症状は、冷水より温水に浸したときの方が強く出現。20分ほどで消失するが、繰り返しているうちに手の皮がむけてきたという。発症部位は手掌や指腹で、受診時は同部位が乾燥し、軽度の鱗屑角化を認めた。木藤氏は、aquagenic wrinkling of the palmsAWP)を疑った。

手を水に浸し症状を再現
 AWPとは、短時間水に触れることによって、指腹や手掌の皮膚に白色浸軟化を生じ、それを繰り返す間に角化や落屑が生じるようになる疾患だ。同部位に、半透明から白色の小丘疹を生じるものもあるが、その程度は様々。痛みや痒みを訴えるケースが多く、中には、「水に短時間しか触れない」と日常生活に支障を来す患者もいる。

 この疾患は、1996年にEnglish氏らが「Transient reactive papulotranslucent acrokeratoderma」として論文発表しており[1]、その後、「Aquagenic Palmoplantar Keratoderma」「aquagenic syringeal acrokeratoderma」といった複数の疾患名で発表されてきた[2][3]。最近は、「aquagenic wrinkling of the palms(AWP)」の名称が主流になっている。若い女性や多汗症の人に多く、足に症状が起こることは稀だといわれている。

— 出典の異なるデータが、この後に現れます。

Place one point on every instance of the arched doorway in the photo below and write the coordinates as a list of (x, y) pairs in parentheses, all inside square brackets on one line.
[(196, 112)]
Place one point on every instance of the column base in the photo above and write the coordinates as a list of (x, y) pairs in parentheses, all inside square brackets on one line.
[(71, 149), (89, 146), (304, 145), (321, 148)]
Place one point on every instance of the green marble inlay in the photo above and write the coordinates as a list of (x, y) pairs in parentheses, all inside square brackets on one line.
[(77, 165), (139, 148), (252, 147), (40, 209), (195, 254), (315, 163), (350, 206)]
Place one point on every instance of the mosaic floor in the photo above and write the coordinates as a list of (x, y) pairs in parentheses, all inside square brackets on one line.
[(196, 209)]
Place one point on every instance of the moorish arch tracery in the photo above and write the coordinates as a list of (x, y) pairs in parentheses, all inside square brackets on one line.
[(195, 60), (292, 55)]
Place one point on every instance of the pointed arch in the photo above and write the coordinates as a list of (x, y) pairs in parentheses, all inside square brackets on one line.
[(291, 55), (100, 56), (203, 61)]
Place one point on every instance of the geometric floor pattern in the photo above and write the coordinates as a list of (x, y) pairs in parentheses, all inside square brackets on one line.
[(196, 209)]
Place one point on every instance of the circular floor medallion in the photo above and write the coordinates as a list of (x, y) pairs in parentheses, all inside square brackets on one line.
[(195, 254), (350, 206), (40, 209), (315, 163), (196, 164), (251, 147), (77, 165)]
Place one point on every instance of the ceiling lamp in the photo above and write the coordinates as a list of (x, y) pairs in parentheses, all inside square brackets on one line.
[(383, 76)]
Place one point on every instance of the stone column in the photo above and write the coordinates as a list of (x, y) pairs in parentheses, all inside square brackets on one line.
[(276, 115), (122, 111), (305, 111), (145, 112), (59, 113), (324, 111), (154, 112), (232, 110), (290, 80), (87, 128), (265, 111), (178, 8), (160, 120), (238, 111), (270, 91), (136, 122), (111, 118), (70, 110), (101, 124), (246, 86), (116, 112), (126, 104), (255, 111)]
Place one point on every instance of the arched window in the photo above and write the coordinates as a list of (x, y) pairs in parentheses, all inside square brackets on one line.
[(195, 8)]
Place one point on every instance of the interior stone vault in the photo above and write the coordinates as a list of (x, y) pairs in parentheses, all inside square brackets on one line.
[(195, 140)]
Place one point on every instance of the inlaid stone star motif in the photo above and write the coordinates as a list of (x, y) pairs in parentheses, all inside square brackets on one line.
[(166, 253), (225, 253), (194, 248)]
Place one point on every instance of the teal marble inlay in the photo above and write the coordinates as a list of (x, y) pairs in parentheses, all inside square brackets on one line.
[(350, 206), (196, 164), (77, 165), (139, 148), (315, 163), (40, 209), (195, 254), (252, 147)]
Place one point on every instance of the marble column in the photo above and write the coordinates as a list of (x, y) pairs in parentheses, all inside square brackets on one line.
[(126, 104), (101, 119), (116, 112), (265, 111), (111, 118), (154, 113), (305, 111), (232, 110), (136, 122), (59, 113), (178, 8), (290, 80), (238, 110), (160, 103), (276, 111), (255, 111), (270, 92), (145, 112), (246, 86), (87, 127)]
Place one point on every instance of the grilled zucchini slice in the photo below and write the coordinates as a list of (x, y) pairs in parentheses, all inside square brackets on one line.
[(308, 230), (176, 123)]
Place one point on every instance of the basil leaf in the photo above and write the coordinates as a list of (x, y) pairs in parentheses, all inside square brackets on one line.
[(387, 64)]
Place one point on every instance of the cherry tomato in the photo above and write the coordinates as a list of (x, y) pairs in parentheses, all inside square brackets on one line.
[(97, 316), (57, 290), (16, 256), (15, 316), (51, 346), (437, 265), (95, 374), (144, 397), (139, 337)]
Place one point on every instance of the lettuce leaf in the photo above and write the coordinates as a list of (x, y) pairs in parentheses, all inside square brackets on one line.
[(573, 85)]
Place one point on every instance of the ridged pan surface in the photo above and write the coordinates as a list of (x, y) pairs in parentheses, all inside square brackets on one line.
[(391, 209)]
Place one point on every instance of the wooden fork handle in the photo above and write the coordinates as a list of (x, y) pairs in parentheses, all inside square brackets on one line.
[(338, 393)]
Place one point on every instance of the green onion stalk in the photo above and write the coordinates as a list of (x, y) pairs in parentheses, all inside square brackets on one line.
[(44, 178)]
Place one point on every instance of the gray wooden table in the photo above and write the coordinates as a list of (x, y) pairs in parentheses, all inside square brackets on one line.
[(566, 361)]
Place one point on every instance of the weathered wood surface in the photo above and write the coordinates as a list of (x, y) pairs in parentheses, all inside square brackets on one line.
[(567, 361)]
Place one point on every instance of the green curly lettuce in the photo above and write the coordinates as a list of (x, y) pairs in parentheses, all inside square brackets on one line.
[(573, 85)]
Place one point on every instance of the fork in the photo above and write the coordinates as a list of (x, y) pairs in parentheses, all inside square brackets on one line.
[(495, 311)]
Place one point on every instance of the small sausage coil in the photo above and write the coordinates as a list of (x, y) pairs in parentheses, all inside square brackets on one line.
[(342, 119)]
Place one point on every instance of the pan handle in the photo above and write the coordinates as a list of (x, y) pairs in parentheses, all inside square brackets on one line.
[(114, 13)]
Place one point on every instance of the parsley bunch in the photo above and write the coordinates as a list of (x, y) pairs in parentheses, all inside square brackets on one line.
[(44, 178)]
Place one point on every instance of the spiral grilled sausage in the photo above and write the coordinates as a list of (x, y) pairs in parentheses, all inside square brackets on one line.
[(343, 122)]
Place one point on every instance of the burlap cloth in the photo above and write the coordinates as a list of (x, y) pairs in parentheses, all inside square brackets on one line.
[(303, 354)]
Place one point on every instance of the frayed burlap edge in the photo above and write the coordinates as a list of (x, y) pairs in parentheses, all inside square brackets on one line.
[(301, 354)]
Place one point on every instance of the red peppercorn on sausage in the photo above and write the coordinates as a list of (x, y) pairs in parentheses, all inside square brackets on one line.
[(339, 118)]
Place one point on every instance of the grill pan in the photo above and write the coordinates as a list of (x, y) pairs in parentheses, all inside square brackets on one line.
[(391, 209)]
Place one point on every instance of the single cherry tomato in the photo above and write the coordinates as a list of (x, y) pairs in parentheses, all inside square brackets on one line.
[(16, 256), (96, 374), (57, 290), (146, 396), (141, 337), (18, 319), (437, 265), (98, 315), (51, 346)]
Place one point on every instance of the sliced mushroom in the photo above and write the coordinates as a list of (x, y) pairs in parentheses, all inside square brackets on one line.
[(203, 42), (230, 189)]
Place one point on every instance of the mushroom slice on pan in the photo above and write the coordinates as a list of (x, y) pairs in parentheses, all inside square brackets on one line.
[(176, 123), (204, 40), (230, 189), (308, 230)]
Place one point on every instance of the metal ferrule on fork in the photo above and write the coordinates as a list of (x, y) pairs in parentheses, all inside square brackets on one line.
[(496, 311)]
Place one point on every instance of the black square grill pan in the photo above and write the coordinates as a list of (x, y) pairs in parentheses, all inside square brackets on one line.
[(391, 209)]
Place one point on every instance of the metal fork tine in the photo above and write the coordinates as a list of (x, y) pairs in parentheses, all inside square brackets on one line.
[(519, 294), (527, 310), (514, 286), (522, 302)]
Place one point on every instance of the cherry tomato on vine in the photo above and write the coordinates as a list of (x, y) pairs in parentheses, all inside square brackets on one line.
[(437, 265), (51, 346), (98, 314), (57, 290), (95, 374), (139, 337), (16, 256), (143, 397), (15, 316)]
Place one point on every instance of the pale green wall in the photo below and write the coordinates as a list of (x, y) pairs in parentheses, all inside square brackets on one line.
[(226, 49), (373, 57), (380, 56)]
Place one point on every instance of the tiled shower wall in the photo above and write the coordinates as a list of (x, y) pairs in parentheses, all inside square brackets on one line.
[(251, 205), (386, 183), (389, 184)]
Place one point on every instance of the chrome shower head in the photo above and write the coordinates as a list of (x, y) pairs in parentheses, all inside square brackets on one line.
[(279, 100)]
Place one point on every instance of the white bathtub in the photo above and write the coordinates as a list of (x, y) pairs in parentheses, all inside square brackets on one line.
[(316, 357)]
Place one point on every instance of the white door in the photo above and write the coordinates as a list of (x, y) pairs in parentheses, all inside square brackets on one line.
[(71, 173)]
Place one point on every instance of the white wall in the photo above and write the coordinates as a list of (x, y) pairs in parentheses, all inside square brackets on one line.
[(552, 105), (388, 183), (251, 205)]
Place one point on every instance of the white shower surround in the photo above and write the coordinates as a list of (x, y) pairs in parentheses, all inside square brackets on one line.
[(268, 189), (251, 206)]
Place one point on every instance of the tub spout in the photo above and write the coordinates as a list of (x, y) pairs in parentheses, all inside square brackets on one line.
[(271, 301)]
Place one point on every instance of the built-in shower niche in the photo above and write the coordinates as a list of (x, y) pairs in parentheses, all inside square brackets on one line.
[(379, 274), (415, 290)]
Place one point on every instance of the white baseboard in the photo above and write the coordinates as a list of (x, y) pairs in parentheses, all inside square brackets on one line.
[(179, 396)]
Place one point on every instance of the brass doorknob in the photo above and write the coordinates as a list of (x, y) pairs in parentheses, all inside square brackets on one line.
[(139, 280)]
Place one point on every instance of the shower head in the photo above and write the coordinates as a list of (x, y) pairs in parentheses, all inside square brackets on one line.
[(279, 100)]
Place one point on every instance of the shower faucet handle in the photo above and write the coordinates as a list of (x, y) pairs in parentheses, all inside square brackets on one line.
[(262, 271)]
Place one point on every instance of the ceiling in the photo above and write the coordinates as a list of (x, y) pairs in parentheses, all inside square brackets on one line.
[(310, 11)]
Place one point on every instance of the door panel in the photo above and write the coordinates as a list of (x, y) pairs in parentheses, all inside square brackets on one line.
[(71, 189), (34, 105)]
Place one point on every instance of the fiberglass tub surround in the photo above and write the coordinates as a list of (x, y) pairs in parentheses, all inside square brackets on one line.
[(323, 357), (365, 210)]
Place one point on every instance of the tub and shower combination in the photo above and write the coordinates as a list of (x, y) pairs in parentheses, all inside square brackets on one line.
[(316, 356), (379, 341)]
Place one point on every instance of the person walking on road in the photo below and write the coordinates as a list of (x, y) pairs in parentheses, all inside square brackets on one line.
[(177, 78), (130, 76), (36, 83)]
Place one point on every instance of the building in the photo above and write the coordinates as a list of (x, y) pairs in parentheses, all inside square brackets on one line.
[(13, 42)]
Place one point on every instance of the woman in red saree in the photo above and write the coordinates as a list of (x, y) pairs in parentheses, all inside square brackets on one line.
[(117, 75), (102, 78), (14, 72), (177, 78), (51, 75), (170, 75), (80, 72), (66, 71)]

 木藤氏は、「『お風呂ですぐ手がふやける』と訴える患者は以前からいたが、AWPの存在を知るまでは「『長湯でもしすぎているんじゃないですか』などと言って済ませてしまっていた」と振り返る。「症状の軽いものも含めると年々報告数は増えており、われわれの論文[4]を読んでAWPを2人も紹介してくれた開業医の方もいる。診療所でも年に1人くらいは遭遇している可能性あるので、ぜひ念頭に置いてほしい」と同氏は話す。